SEMARANG - Perlu diketahui oleh para calon mahasiswa. Sistem penerimaan mahasiswa baru jalur SBMPTN tahun 2019 ini akan diubah dan berbeda dari sebelumnya. Akan ada Ujian Tulis Berbasis Komputer (UTBK) yang nilainya nanti untuk bekal mendaftar di universitas tujuan.

Untuk memaksimalkan sistem tersebut, Menristekdikti, M Nasir tadi siang meluncurkan Lembaga Tes Masuk Perguruan Tinggi (LTMPT) di Universitas Diponegoro (Undip) Semarang. Dengan demikian, pelaksana penerimaan mahasiswa baru bukan lagi panitia lokal atau panlok.

"Jadi kita sederhanakan dengan lembaga permanen. Dulu SBMPTN panitianya berganti-ganti," kata M Nasir.

Dengan sistem tersebut, calon mahasiswa akan mengikuti UTBK terlebih dahulu kemudian dalam rentang 10 hari akan keluar nilai dan nilai itulah yang digunakan untuk mendaftar ke universitas.
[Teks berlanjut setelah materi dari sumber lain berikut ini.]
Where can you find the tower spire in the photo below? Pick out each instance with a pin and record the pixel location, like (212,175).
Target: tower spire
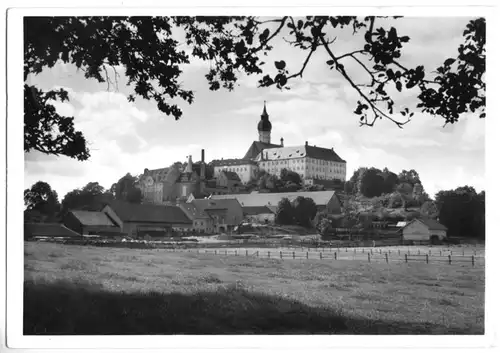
(264,112)
(264,127)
"Sekarang mereka tes dulu, terus dapat nilai, baru mendaftar ke PTN yang diinginkan. Sistem skorsing, tes potensial skolastik dan tes kompetensi akademik," jelasnya sebagaimana dikutip detikcom.

Sementara itu ketua LTMPT, Ravik Karsidi, menjelaskan UTBK tidak hanya digelar sehari melainkan dalam waktu 10 hari dengan 2 sesi setiap harinya, sehingga peserta bisa menyesuaikan hari apa yang akan dipilih untuk ujian.

"Untuk SNMPTN tetap dengan basis rapor semester 1 sampai 5. Sedangkan SBMPTN yang berubah sama sekali, anak punya kesempatan 2 kali UTBK, ini berubah total. Ini diselenggarakan 10 hari atau totalnya 20 sesi, jadi bisa menyesuaikan waktu," lanjut Karsidi.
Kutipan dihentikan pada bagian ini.